Kebijakan yang Mendukung Sektor Perumahan
OJK juga telah membuat berbagai kebijakan yang mendukung sektor perumahan di antaranya adalah kualitas KPR dapat dinilai hanya berdasarkan ketepatan pembayaran ini sesuai dengan POJK 40 tahun 2019 tentang penilaian kualitas aset bank umum, penetapan kualitas aset produktif untuk debitur dengan plafon sampai dengan Rp 5 miliar.
“Ini dapat dilakukan hanya didasarkan ketetapan pembayaran pokok atau bunga atau dikenal dengan istilah satu pilar saja yang juga dapat diberlakukan untuk KPR,” jelasnya.

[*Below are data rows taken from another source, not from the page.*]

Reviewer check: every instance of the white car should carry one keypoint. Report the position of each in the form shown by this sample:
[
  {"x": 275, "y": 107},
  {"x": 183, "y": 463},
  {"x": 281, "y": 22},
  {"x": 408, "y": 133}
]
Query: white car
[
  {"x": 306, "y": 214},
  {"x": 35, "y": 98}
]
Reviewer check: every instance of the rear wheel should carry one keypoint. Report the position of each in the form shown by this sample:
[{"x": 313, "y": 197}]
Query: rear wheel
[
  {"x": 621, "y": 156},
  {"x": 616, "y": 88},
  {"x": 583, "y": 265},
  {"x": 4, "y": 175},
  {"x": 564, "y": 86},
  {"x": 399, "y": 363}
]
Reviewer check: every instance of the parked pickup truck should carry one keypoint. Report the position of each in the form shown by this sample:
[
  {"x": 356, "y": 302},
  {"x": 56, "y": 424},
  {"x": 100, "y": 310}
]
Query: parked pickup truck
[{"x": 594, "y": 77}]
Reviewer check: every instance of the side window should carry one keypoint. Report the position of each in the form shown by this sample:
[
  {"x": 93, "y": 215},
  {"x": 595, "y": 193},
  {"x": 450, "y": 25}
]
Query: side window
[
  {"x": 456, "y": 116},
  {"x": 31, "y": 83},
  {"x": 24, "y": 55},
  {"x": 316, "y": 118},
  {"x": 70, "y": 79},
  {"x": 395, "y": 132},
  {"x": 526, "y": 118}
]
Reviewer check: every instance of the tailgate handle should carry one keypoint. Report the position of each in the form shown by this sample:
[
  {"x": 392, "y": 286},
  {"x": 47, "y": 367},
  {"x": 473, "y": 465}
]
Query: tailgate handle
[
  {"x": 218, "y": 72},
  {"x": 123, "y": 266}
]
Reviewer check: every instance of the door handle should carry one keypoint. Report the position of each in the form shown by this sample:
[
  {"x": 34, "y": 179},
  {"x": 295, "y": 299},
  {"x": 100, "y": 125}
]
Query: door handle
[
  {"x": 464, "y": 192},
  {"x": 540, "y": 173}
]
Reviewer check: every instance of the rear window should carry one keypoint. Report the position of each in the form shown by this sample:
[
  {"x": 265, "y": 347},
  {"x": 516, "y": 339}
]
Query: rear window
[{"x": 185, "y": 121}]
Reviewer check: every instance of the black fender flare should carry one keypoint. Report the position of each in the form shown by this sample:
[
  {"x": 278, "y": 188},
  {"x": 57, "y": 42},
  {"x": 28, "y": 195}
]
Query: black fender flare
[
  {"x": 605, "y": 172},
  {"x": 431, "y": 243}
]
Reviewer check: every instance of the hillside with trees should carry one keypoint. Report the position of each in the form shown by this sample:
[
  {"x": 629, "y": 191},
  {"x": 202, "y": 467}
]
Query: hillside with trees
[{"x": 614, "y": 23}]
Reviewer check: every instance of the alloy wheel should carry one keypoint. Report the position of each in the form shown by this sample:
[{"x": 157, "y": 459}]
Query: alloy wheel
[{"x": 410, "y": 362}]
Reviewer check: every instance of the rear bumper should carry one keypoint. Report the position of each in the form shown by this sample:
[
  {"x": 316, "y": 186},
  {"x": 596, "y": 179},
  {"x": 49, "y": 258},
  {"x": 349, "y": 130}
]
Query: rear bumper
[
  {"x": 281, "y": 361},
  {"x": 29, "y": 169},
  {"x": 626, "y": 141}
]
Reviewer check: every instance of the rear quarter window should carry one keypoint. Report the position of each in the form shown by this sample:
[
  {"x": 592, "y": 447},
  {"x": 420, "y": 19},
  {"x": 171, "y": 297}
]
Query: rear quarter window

Mahendra menambahkan pemberlakuan penilaian kualitas aset ini bersifat lebih longgar dibandingkan kredit lainnya yang dimana bank biasanya menilai dengan 3 pilar yaitu prospek usaha kinerja debitur dan kemampuan membayar.
Advertisement
Kenakan Bobot Risiko
“Dengan pemanfaatan POJK Nomor 40 Tahun 2019 ini maka pemberian untuk debitur sampai Rp 5 miliar dapat hanya menggunakan 1 pilar saja,” lanjutnya
Selain itu KPR dapat dikenakan bobot risiko yang rendah dan ditetapkan secara granular dalam penghitungan aset tertimbang menurut risiko untuk risiko kredit atau ATMR Kredit.
Hal ini sesuai dengan SE OJK No 24 Tahun 2021 tentang penghitungan ATMR untuk risiko kredit dengan pendekatan standar bagi bank umum. Ini memungkinkan kredit untuk properti seperti rumah tinggal dapat dikenakan bobot risiko ATMR renda dibandingkan kredit lainnya.